「俺はそろそろ死んじゃうんじゃないかな」
いつも通り病院の屋上のフェンス際、彼はそこから世界を眺めながらまるで日常会話をするかのようにさらりと言った。


「きっとあっけなく本当にあっけなく死んでしまうんだろう、人間が生きているか死んでいるかなんてとても曖昧だから」


「そんな事はない、どうしたんだそんな気弱な事を言ってお前らしくないぞ幸村」

「一つの線を跨ぎこえるみたいにひっそりと自分からそっちに行くって感じかな」

「……幸村?」
幸村は俺の声が全く聞こえていないかのように言葉を繋げる。
いや恐らく俺の声はあいつに届いていないのだろう二人の間をガラスの分厚い壁が隔てているようだ。

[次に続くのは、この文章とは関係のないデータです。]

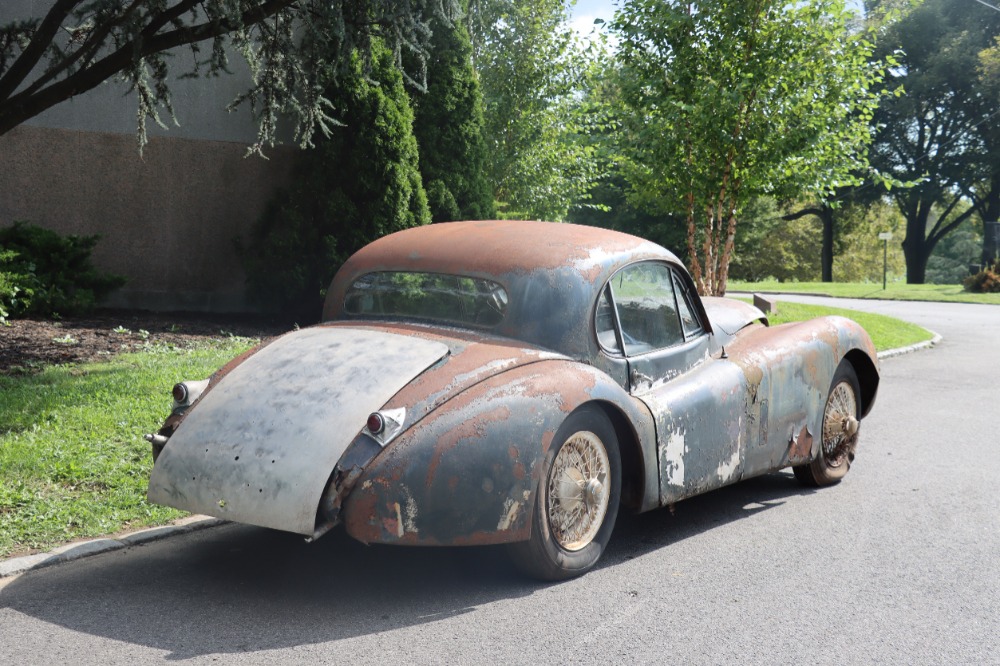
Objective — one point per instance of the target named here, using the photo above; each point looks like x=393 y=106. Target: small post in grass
x=885 y=237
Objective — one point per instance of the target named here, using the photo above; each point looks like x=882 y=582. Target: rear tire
x=577 y=499
x=840 y=431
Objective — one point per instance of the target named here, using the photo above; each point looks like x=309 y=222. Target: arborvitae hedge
x=449 y=129
x=360 y=183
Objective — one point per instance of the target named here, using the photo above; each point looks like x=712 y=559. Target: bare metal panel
x=260 y=446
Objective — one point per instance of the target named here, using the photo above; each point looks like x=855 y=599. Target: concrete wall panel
x=168 y=218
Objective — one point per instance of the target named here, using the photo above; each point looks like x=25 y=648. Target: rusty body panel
x=476 y=408
x=467 y=474
x=553 y=273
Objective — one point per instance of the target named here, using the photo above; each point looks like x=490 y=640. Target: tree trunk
x=991 y=213
x=826 y=254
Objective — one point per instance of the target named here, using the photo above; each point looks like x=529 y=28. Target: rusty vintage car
x=511 y=383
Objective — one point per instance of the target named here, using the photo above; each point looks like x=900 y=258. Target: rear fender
x=467 y=473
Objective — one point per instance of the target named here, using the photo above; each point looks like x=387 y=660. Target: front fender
x=467 y=473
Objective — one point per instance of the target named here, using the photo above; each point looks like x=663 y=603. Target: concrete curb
x=80 y=549
x=899 y=351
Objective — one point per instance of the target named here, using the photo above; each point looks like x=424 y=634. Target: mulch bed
x=27 y=345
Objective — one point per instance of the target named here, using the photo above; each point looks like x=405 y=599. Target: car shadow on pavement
x=238 y=589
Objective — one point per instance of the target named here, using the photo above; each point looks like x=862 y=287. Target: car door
x=697 y=401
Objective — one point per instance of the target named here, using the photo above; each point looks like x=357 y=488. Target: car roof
x=500 y=247
x=552 y=271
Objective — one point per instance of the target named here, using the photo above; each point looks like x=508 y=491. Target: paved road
x=899 y=564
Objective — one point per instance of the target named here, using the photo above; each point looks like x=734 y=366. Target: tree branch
x=24 y=106
x=40 y=41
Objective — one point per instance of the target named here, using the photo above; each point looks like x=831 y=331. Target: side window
x=685 y=306
x=647 y=310
x=604 y=323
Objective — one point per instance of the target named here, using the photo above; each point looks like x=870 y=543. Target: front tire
x=840 y=431
x=576 y=503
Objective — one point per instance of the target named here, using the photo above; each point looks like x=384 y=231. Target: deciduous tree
x=295 y=50
x=734 y=100
x=943 y=133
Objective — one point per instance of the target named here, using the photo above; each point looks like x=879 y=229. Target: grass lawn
x=897 y=291
x=73 y=462
x=886 y=332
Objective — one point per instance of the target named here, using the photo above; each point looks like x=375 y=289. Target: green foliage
x=731 y=101
x=355 y=186
x=49 y=274
x=860 y=252
x=532 y=68
x=73 y=463
x=895 y=291
x=448 y=125
x=941 y=134
x=15 y=292
x=986 y=281
x=295 y=50
x=949 y=263
x=773 y=247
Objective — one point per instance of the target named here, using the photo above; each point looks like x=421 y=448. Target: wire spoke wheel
x=576 y=499
x=578 y=495
x=839 y=431
x=840 y=425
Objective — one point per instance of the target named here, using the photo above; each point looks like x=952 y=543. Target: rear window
x=452 y=299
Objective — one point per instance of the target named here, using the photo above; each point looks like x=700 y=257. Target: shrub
x=14 y=290
x=43 y=273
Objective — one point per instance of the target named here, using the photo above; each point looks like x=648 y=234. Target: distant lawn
x=949 y=293
x=73 y=462
x=886 y=332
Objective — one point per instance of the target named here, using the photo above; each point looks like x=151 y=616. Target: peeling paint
x=673 y=459
x=511 y=509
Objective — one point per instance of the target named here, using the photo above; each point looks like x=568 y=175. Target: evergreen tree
x=448 y=124
x=359 y=184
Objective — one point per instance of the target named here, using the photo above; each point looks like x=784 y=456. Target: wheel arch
x=868 y=378
x=633 y=467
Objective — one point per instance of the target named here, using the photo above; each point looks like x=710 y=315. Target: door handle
x=638 y=377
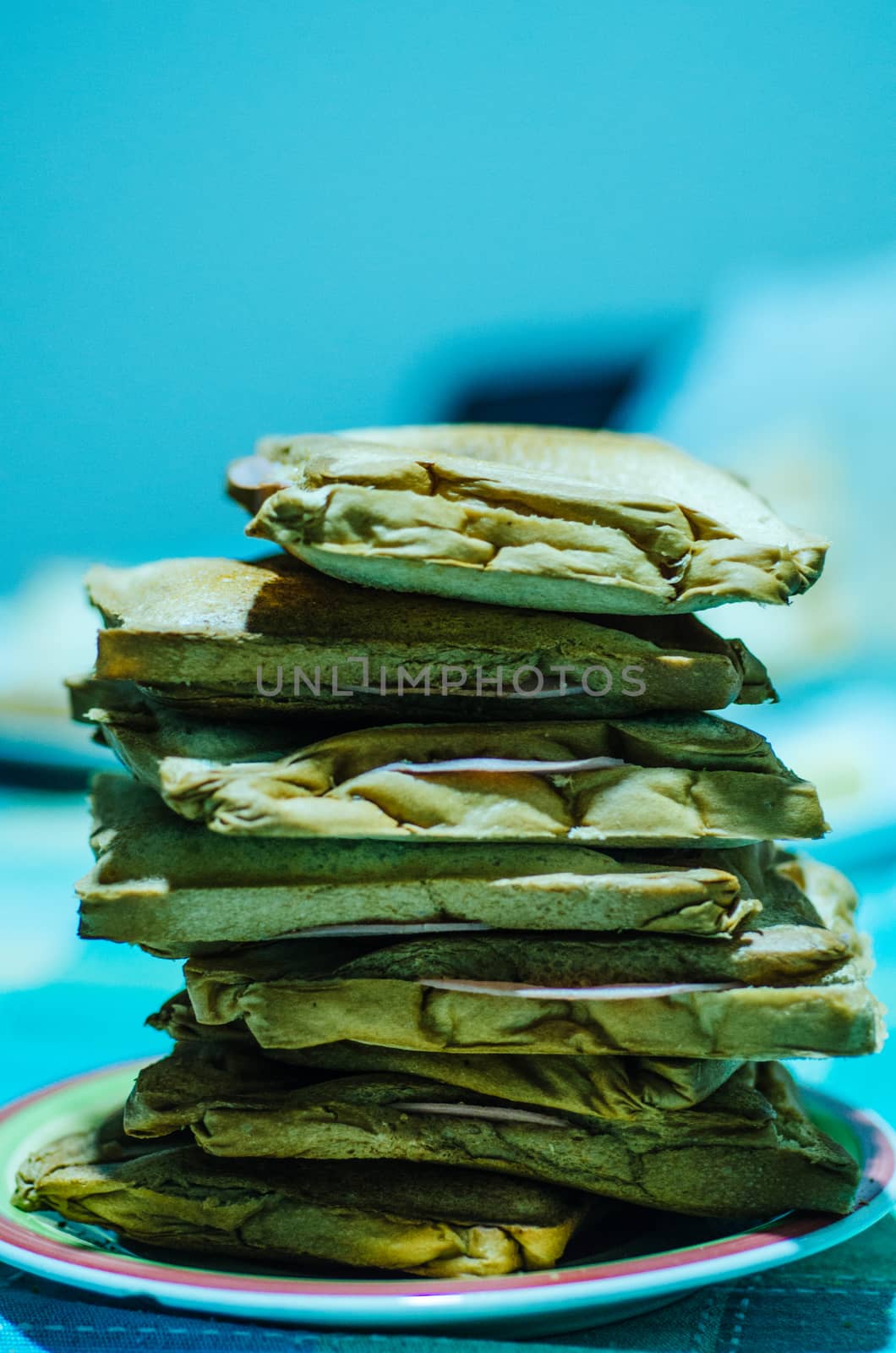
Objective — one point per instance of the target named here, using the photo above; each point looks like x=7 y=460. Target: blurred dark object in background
x=587 y=398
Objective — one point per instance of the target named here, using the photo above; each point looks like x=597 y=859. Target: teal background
x=227 y=218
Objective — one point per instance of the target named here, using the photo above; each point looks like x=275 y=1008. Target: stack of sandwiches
x=485 y=923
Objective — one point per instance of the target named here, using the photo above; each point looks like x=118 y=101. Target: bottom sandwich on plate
x=396 y=1244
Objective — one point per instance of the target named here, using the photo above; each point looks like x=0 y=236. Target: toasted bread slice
x=605 y=1087
x=731 y=1154
x=364 y=1214
x=546 y=518
x=658 y=781
x=252 y=639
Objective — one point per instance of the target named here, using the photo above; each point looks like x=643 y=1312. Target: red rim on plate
x=878 y=1169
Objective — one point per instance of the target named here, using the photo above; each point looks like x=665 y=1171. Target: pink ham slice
x=256 y=477
x=383 y=928
x=494 y=1113
x=576 y=994
x=502 y=764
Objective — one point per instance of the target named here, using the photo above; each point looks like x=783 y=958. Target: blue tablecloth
x=68 y=1007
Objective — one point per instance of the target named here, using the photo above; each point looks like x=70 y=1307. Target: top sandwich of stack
x=461 y=886
x=524 y=516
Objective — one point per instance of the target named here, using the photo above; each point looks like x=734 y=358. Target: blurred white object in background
x=49 y=633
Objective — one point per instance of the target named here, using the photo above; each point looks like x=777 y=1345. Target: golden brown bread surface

「俺は本当は強くもなんともない、迷いだってある寂しいし怖い……。」
幸村は指先が白くなるほどパジャマのズボンを強く握っている

「幸村」

「ほんとうは手術だって受けたくないでもテニスはまたしたい、成功率が低いなんて知らないまた皆とテニスがしたい」

「幸村話を聞け!」

「俺は!!神の子なんかじゃないッ!!……神なんていないんだよ真田」

いつの間にかフェンスの向こう側にいた彼はこちらにくるりと向き直り背筋が粟立つような無機質な笑顔で一言何かを呟くと向こう側に落ちていった。

「幸村!!!」
急いで先ほどまで彼がいた場所まで駆けて行き下を見下ろすとそこには無機質な笑顔を讃えた幸村と黄色い絵の具の塊の様な向日葵がこちらを見上げ蝉がとてもうるさかった。



***


夢はそこで途切れた。

「どうしたんだ真田、何だか具合が悪そうだけど」
目の前にいる幸村は夢で見たような無機質な笑顔でなく柔和な笑顔を浮かべている。

「あ……いや、少し夢見が悪くてな」

「ふふっ怖い夢でも見たのかい?」いつも通りの彼を見てほっと胸を撫で下ろすが何故かあの夢に出てきた彼が全て夢幻だったと言い切って忘れる事ができない。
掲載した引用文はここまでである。